Standard procedures for resuscitation are recommended as needed. Hypotension in LVAD patients is deﬁned by MAP <60 mm Hg. Patients who are conscious should be assessed with history and examination, with close assessment of volume and perfusion status. ECG and bedside echocardiogram are vital components of the assessment, with analysis of LVAD components. Patients who are unresponsive and hypotensive require external chest compressions. Literature suggests no cases of dislodgement during cardiopulmonary resuscitation (CPR). If the patient has a MAP N<50 mm Hg or end tidal CO2 <20 mm Hg with a device possessing an audible hum, perfusion is likely adequate, and compressions are not necessary MAP <50 mm Hg without an audible hum in the unresponsive patient is associated with compromised perfusion and requires chest compressions at the same depth and frequency as in those without an LVAD. Deﬁbrillation should be performed for unstable ventricular dysrhythmia. The pads should be placed distant from the pump, and if an ICD is present, the pads should not be placed directly over the ICD. In patients with adequate perfusion and respiration but who remain unconscious, evaluate for hypoglycemia, stroke, hypoxia, sedation, and coma.
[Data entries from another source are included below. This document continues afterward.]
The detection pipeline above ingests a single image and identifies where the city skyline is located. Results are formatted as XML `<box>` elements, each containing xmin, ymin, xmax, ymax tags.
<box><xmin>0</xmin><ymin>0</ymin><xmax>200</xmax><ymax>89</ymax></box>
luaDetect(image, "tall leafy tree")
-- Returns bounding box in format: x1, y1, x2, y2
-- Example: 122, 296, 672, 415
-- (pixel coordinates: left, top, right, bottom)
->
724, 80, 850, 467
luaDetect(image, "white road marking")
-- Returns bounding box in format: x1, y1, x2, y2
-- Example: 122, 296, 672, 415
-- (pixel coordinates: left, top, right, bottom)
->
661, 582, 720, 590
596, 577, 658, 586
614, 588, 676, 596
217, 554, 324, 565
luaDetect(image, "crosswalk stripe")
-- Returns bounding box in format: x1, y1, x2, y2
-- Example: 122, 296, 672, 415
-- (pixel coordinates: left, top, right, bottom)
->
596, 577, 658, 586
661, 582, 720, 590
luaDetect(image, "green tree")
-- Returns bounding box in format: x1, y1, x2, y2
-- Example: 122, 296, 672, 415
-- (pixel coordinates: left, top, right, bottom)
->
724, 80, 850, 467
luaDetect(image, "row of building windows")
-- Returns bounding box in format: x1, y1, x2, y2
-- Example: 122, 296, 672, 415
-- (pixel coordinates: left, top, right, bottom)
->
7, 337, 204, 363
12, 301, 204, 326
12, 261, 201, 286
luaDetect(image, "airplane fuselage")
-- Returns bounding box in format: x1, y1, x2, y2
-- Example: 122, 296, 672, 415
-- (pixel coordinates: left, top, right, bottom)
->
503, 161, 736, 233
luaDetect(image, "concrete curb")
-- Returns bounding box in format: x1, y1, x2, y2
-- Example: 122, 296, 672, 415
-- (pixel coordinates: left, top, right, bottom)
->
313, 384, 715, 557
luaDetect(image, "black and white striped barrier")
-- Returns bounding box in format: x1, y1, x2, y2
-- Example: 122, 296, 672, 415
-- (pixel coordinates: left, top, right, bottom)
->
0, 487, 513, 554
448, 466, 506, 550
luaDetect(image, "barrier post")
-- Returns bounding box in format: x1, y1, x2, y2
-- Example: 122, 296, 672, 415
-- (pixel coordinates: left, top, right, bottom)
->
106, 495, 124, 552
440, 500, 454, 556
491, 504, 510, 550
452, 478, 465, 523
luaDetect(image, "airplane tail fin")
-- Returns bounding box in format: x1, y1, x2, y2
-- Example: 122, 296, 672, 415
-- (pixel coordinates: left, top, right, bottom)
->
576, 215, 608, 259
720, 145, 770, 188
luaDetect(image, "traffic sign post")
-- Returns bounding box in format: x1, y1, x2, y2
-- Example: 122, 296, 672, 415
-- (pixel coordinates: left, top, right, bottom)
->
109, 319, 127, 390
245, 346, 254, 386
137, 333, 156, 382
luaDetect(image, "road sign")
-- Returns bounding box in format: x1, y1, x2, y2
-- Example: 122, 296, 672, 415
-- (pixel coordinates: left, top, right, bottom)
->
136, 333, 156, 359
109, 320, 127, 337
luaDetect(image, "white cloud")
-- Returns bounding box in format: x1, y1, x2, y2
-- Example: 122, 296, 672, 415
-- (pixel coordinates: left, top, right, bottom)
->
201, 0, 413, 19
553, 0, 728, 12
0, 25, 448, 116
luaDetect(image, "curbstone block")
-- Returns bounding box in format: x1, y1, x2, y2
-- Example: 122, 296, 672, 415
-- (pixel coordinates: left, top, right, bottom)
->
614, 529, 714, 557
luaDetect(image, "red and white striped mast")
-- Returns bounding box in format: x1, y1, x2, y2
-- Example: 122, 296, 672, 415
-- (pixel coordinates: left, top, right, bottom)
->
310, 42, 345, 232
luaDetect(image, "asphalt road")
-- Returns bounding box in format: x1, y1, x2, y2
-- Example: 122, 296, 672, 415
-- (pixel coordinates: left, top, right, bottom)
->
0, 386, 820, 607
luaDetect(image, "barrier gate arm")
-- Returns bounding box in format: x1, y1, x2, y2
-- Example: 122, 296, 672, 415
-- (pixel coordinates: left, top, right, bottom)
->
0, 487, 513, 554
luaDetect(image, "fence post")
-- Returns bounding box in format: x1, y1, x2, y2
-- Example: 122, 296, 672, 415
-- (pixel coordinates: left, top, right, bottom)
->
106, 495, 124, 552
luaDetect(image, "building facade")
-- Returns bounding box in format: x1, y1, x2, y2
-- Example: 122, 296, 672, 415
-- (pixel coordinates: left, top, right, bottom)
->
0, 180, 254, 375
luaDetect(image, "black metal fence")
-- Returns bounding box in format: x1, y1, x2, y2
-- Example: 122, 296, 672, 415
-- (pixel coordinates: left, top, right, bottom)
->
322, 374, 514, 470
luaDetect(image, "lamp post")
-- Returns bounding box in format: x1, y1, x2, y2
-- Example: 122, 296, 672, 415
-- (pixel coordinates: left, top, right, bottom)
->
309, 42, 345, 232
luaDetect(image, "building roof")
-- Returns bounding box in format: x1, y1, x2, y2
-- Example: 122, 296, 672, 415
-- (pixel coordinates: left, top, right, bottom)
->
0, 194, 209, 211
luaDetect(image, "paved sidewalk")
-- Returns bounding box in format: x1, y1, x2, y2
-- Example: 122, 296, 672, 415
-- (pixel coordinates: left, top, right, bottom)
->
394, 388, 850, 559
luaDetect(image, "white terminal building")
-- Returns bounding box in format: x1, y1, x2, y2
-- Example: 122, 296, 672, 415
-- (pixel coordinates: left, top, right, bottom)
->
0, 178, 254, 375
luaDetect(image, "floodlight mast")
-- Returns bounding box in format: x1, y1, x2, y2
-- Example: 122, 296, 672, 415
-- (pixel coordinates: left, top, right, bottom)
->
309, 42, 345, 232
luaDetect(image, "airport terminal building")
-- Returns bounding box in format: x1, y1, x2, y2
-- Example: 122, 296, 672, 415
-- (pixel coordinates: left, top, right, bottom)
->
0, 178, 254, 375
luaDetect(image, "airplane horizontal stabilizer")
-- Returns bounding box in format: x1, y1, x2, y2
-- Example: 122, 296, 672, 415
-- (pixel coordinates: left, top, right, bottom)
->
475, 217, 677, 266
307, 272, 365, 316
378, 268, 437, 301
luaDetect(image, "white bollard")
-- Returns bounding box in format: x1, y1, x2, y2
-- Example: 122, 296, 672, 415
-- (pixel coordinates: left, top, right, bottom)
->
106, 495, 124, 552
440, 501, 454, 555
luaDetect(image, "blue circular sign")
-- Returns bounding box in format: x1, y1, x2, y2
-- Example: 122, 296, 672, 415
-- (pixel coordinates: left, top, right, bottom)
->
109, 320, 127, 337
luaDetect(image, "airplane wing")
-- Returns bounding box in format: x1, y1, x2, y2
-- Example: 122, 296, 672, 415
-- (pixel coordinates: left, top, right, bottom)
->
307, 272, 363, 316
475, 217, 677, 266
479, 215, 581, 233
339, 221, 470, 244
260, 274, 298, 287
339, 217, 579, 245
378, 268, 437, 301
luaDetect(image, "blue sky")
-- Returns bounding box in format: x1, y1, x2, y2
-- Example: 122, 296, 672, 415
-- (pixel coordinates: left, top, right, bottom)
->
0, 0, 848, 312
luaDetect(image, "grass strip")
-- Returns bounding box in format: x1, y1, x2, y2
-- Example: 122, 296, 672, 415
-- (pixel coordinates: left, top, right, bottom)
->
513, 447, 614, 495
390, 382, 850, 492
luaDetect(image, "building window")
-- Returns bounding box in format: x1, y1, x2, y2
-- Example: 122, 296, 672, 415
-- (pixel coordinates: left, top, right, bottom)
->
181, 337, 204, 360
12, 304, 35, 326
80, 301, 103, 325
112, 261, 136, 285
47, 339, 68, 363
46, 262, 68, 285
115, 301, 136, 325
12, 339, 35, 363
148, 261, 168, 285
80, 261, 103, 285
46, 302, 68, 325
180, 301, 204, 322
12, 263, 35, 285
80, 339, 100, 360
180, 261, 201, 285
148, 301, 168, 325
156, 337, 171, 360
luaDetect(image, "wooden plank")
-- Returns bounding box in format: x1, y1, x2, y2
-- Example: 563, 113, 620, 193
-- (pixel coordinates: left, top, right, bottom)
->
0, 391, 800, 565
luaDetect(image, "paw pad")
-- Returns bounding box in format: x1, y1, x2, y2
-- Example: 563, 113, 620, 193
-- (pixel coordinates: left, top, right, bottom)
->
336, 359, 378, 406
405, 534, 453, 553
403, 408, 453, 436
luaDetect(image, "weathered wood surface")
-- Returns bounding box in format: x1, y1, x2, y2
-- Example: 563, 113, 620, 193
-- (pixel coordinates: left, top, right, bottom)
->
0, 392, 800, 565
Chest thoracostomy with chest tube placement in the setting of trauma with pneumothorax and/or hemothorax is recommended, but clinicians must avoid the driveline. Arterial line placement can be beneﬁcial, and US guidance is recommended. Pericardiocentesis should be avoided due to risk of serious device complications, but it is recommended in the case of pericardial tamponade with hemodynamic compromise.